If someone had the gaul to write down the unwritten rules of baseball, there would be some odd additions to baseball's lexicon. If you're a base runner, don't touch the pitcher's mound. If you're a pitcher and the opposing pitcher hits one of your teammates, you now need to hit one of his teammates.
Colby Lewis of the Rangers would like to add another: If you are playing against Colby Lewis, you shouldn't try to win very hard.
Colby Rasmus of the Blue Jays saw the hard shift employed by the Rangers' defense, and bunted. It was a good bunt, no one could get to it fast enough, and Rasmus got on base. There were two outs. The Blue Jays were up 2-0.

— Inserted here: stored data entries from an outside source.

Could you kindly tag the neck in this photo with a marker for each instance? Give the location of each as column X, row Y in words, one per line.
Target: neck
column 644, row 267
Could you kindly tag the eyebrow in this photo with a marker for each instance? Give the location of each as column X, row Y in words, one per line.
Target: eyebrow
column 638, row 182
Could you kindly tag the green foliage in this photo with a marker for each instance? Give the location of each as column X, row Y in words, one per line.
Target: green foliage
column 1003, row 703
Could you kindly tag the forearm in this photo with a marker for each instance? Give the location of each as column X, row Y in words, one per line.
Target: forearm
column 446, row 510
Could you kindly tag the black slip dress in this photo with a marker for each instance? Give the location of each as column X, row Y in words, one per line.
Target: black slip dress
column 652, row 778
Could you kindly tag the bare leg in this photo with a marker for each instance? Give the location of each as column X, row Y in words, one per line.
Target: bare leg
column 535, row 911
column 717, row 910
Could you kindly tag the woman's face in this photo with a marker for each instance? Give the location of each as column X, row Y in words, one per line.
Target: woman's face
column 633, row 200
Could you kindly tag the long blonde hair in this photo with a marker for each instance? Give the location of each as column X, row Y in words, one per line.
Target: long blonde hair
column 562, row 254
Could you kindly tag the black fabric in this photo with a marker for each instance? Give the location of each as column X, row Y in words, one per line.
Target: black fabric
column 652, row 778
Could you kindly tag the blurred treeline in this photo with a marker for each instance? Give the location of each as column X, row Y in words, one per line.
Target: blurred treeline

Lewis started shouting at Rasmus to "swing the bat," and after the game, put together this explanation for his frustration:
"I told [Rasmus] I didn't appreciate it," Lewis said, according to MLB.com. "You're up by two runs with two outs and you lay down a bunt. I don't think that's the way the game should be played... I felt like you have a situation where there is two outs, you're up two runs, you have gotten a hit earlier in the game off me, we are playing the shift, and he laid down a bunt basically simply for average."
Rasmus was confused and explained that he was not there to make the other team happy, he was there to try and win the game. So. What the hell is Lewis talking about?
Why does he talk about a two-run lead as if it's a 12-run lead? Why is it surprising that batters are trying to take advantage of the dramatic defensive shifts in the game today? Why is it offensive for a player on the other team to try and do things that help his team win?
Lewis would be the perfect batterymate for Brian McCann, who shares his opinion that anything that helps the opposing team is bad for baseball.